EXHIBIT 10.1
SECOND AMENDMENT OF LEASE
THIS SECOND AMENDMENT OF LEASE ("Second Amendment") is made this 3rd
day of October, 2003, by and between PLAZA IV ASSOCIATES, LTD., ("Landlord"),
and LIQUIDMETAL TECHNOLOGIES, INC., ("Tenant"), and amends the Lease Agreement
("Lease Agreement") dated October 4, 2001, likewise by and between them, as that
Lease Agreement was earlier amended by the Amendment of Lease ("First
Amendment") dated May 7, 2002, likewise by and between them, said Lease
Agreement and First Amendment being collectively referred to in this Second
Amendment as "the Lease." For good and valuable considerations, the receipt and
adequacy of which are hereby mutually and respectively acknowledged by them,
Landlord and Tenant hereby covenant, contract, acknowledge and agree as follows:
1. Unless otherwise provided in this Second Amendment,
the capitalized terms used in this Second Amendment shall have the same meanings
as those ascribed to them in the Lease.
The Lease, as amended by this Second Amendment, shall be known
in this Second Amendment as "the Second Amended Lease."

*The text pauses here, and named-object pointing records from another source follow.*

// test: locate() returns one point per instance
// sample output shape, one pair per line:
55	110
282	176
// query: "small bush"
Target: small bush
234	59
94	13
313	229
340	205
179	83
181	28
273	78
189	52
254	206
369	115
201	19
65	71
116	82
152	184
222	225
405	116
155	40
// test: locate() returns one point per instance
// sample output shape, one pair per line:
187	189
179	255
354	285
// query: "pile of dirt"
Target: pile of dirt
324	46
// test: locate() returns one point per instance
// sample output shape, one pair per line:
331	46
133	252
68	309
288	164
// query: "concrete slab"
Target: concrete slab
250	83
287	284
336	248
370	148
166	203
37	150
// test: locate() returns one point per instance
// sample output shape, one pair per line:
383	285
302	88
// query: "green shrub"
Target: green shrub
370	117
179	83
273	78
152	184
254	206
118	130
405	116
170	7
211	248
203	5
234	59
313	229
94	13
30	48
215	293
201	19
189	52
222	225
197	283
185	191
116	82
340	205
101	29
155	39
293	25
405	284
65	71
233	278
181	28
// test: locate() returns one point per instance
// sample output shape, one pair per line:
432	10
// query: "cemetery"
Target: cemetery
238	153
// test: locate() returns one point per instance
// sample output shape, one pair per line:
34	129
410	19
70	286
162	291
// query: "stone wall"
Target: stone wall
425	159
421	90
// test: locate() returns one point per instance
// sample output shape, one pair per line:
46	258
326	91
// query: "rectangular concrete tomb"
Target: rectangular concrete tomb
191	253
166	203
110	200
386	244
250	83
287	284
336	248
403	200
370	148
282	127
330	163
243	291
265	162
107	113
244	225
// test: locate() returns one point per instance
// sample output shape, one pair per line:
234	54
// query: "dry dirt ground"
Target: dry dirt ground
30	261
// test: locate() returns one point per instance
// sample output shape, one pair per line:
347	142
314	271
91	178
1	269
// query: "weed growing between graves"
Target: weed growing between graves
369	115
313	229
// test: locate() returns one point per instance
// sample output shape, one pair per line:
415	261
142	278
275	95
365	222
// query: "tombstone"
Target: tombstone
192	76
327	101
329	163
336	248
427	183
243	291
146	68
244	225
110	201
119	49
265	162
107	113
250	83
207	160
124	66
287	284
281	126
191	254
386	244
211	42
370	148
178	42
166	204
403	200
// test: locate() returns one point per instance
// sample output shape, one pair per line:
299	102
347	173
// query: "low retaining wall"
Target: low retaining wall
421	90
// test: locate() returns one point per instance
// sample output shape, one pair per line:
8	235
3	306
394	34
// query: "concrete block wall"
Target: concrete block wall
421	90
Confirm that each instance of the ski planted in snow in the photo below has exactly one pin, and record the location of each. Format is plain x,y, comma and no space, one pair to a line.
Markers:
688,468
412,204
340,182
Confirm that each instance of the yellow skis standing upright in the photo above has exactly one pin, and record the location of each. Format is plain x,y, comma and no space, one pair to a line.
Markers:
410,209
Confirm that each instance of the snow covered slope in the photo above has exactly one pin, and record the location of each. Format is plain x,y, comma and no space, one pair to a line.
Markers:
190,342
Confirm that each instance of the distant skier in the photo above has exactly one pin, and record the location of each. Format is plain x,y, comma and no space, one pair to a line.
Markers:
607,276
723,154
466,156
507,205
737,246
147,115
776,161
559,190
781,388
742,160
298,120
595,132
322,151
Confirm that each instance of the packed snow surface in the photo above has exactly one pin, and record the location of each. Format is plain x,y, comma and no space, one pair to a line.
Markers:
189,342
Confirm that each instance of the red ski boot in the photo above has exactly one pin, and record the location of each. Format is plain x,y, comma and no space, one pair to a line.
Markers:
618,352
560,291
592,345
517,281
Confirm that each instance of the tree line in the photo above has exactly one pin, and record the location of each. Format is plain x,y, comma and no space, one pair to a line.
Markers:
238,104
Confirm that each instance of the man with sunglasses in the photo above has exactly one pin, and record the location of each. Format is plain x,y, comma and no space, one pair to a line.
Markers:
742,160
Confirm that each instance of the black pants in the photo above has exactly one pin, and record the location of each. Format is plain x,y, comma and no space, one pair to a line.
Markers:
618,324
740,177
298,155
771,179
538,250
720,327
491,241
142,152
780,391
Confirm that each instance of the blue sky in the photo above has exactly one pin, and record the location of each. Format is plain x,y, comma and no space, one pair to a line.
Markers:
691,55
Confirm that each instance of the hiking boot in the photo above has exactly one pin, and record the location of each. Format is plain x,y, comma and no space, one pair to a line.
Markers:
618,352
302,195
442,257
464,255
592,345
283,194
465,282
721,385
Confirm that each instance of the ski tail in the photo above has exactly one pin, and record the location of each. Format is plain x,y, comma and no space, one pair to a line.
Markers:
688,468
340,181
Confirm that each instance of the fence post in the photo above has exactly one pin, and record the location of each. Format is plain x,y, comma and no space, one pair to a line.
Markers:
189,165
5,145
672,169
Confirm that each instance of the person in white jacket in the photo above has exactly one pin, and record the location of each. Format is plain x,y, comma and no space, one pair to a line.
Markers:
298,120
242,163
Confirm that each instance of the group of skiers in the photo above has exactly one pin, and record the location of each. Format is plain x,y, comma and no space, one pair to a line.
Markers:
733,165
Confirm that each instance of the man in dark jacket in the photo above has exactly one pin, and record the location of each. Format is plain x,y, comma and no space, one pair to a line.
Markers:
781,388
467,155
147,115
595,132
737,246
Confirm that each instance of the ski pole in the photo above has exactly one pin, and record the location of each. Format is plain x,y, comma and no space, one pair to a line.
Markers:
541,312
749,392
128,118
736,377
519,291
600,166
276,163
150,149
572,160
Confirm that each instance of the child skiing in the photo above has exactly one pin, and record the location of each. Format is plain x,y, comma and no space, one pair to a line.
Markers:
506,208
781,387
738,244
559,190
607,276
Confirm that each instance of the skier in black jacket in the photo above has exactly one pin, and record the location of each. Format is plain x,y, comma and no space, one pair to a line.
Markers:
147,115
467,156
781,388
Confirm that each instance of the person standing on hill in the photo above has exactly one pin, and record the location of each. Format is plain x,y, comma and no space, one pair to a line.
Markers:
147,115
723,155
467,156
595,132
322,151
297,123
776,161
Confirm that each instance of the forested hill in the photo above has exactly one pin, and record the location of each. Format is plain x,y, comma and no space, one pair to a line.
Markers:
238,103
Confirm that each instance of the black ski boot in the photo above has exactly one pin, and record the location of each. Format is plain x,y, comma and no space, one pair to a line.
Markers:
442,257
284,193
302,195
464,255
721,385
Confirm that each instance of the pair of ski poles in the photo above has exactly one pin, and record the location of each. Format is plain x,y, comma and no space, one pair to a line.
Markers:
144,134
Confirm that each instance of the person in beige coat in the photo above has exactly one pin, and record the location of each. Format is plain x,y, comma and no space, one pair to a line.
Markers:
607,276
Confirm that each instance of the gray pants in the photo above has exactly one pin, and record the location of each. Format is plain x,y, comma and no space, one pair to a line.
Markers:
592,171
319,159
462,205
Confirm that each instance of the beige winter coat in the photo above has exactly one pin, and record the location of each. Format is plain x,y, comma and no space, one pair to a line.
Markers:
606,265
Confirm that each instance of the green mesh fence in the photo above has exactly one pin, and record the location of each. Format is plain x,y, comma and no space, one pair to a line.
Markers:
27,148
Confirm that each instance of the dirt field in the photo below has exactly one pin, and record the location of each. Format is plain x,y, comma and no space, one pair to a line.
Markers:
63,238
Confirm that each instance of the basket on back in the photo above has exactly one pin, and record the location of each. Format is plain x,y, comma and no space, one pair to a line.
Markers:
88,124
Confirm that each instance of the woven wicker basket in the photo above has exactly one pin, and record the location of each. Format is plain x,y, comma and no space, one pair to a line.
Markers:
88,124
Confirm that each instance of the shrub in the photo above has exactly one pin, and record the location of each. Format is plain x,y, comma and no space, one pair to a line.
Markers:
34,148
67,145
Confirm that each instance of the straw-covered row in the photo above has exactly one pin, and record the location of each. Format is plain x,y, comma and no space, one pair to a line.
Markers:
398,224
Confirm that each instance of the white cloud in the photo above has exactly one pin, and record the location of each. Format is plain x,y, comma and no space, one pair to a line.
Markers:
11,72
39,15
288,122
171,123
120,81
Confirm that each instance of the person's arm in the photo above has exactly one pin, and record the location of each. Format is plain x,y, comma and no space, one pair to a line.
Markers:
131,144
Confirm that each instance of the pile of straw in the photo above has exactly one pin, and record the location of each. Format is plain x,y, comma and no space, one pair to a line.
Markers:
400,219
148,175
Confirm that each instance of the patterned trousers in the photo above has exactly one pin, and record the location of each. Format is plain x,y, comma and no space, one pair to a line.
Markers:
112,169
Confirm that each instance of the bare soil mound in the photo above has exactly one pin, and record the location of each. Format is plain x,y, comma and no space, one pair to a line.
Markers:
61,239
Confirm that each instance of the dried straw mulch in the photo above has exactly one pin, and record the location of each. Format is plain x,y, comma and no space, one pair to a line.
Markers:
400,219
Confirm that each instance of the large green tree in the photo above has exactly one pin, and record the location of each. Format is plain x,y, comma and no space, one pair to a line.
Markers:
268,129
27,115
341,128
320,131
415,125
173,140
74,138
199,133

Landlord's notice address is now:
Plaza IV Associates, Ltd.
A Florida Limited Partnership
Suite 2135
000 Xxxxx Xxxxx Xxxxxx
Xxxxx, XX 00000
Landlord's payment address is now:
Plaza IV Associates, Ltd.
XX Xxx 000000
Xxxxx, XX 00000-0000
This Second Amendment has been thoroughly negotiated by the
parties and each has been instrumental in its preparation. Therefore, its terms
and provisions shall be construed neither in favor of, nor against, either party
under the rule of construction against the draftsperson. The laws of the State
of Florida shall govern the enforcement and interpretation of this Second
Amendment.
As required by F.S. 404.056(8), Landlord hereby notifies
Tenant as follows: "RADON GAS: Radon is a naturally occurring radioactive gas
that, when it has accumulated in a building in sufficient quantities, may
present health risks to persons who are exposed to it over time. Levels of radon
gas that exceed federal and state guidelines have been found in buildings in
Florida. Additional information regarding radon and radon testing may be
obtained from your county public health unit."
Tenant hereby agrees that it will not divulge or disclose to
third parties (other than its own attorneys, accountants, auditors and like
professionals having in each instance a bona fide "need to know") the terms,
provisions and conditions of the Second Amended Lease (as may be hereafter
amended or modified). Tenant's breach of said agreement shall constitute a
Default under Item 20 of the Lease Agreement, no curative notice to Tenant from
Landlord being required.
This Second Amendment is expressly contingent upon Landlord
and AmSouth Bank ("AmSouth"; another tenant in the Building) executing by
October 31, 2003, a third amendment of lease ("the AmSouth Third Amendment")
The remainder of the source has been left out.